2週間ほど前になりますが、メイ首相が来日し、安倍首相と会談されました。その中で、日英の強力なパートナーシップおよびそのグローバルな規模での戦略的重要性があらためて確認されました。私は、このパートナーシップは政府間レベルにとどまらないものだと考えています。
皆さまお気付きのことと思いますが、この日英グローバル・セミナーは、地球規模の課題について議論するため、民間セクターの新しいパートナーシップの形として始まりました。これは、日英の多様な分野における長い交流の歴史に基づいています。
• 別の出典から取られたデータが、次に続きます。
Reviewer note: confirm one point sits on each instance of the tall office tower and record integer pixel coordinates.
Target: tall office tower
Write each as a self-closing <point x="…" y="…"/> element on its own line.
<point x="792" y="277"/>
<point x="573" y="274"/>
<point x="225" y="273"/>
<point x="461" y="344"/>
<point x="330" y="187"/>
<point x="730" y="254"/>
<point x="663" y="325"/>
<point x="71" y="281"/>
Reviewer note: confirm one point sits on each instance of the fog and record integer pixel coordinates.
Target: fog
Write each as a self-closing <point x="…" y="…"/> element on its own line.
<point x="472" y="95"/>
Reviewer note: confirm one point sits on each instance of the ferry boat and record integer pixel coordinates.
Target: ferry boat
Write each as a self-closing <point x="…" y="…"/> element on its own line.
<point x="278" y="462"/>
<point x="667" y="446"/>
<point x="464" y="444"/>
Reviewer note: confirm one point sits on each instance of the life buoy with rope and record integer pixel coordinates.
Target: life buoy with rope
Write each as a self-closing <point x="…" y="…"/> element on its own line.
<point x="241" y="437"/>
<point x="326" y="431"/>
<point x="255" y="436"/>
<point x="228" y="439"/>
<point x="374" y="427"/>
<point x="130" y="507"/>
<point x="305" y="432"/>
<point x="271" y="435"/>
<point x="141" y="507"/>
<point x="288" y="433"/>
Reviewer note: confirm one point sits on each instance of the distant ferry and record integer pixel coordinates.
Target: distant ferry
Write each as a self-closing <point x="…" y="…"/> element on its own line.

2013年に始まったこのセミナーは、今年で5年目、最終年を迎えます。
今日、日英グローバル・セミナーは、政策の専門家、研究者、そして、リーダーが集まり、互いに知識や経験を共有するための重要な場へと発展していきました。
過去5年間で、私たちは世界の状況が様変わりする様子を目の当たりにしてきました。これらの変化の中には、より不安定に変動するものがあり、世界の状況を一層複雑なものにしています。世界の多くの地域では、不安定化する安全保障の状況、民主主義システムにおける深刻な課題、グローバリゼーション対保護主義の対立の激化、ブレグジット(Brexit)に代表される大きな政治構造の再編に伴う経済状況の変化が起こっています。
この一連のセミナーでは、膠着状態にあり、予測が不可能である世界の状況に焦点を当ててまいりました。私たちの議論では、これらの課題をあらゆる角度から考察してきました。また、私たちは、これらの不安定な変化に効果的に対応するための解決策と新しい協力の道筋を見出そうと試みました。
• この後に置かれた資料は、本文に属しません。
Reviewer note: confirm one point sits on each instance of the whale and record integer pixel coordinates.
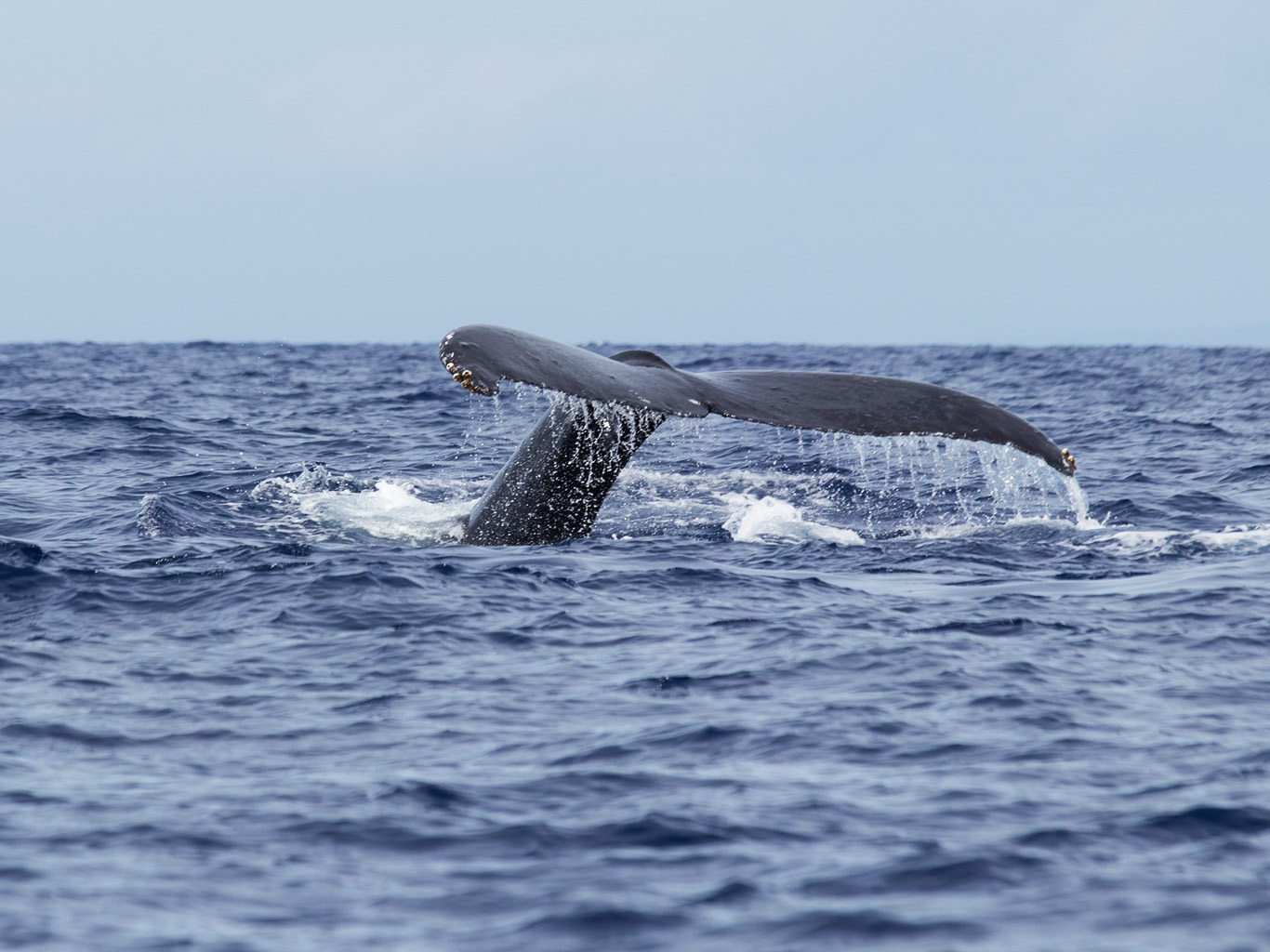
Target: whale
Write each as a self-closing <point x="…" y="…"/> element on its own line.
<point x="554" y="483"/>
毎年開催してきたこのセミナーでは、世界的な関心が集まるタイムリーな事柄を考察するだけでなく、このような変革の時代が抱える課題を見極める貴重な機会を提供してくれました。
議論の概要は、毎年報告書にまとめられ、広く一般に公開されています。さらに、来年には、これらの課題を厳密に分析した論文集が出版される予定です。私は、これらの報告書や出版物が、課題への理解を深め、新しく、効果的な解決策を見出すことに貢献すると確信しています。
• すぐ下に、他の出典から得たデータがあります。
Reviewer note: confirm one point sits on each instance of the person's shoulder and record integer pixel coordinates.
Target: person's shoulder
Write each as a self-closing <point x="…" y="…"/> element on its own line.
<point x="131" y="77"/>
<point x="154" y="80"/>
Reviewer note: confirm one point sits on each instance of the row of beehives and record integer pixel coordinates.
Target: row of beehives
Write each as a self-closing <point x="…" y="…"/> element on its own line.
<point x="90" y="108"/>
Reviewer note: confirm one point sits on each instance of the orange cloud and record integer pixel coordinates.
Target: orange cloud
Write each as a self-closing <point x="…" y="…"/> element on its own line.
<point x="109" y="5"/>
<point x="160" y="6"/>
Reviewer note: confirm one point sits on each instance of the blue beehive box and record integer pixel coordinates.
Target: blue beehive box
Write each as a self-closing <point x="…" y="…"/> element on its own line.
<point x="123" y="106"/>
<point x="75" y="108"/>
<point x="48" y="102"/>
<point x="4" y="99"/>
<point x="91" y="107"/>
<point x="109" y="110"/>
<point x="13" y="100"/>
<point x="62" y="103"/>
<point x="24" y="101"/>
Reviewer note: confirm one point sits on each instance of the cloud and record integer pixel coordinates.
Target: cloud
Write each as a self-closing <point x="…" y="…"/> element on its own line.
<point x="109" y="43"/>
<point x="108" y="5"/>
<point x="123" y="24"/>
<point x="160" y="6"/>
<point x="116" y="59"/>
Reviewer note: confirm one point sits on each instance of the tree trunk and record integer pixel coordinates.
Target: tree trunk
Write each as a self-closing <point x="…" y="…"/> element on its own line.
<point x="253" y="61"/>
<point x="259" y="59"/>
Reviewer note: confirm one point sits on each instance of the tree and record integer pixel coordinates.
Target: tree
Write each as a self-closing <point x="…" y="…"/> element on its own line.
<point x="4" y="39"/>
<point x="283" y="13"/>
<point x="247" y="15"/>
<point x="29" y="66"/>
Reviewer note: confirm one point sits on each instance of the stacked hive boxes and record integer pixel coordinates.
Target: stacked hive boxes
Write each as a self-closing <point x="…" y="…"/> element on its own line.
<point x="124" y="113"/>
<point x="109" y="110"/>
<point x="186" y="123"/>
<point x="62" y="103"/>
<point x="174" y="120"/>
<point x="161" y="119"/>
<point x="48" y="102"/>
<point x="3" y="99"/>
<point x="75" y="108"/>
このセミナーには、5年間で約100人の研究者や専門家の方々にご参加いただきました。すでに各界でご活躍されている方たちばかりです。私は、そのような方々が本セミナーを刺激的な交流の場であるとご理解くださっていると確信しております。また、本セミナーでの議論が、私たちの知識を深め、将来のさらなる対話の基礎となることを願っております。
この場をお借りして、すべての専門家や研究者の皆さまに対し、皆さまの研究、貴重な考察、そして、本日、私たちにその知見を共有してくださることに心より感謝申し上げます。
ロビン・ニブレット所長をはじめとするチャタムハウスの皆さまには、このグローバル・セミナーを成功に導いてくださったことに感謝申し上げます。また、グレイトブリテン・ササカワ財団の皆さまには、日英グローバル・セミナーの開催に尽力していただきましたことに御礼申し上げます。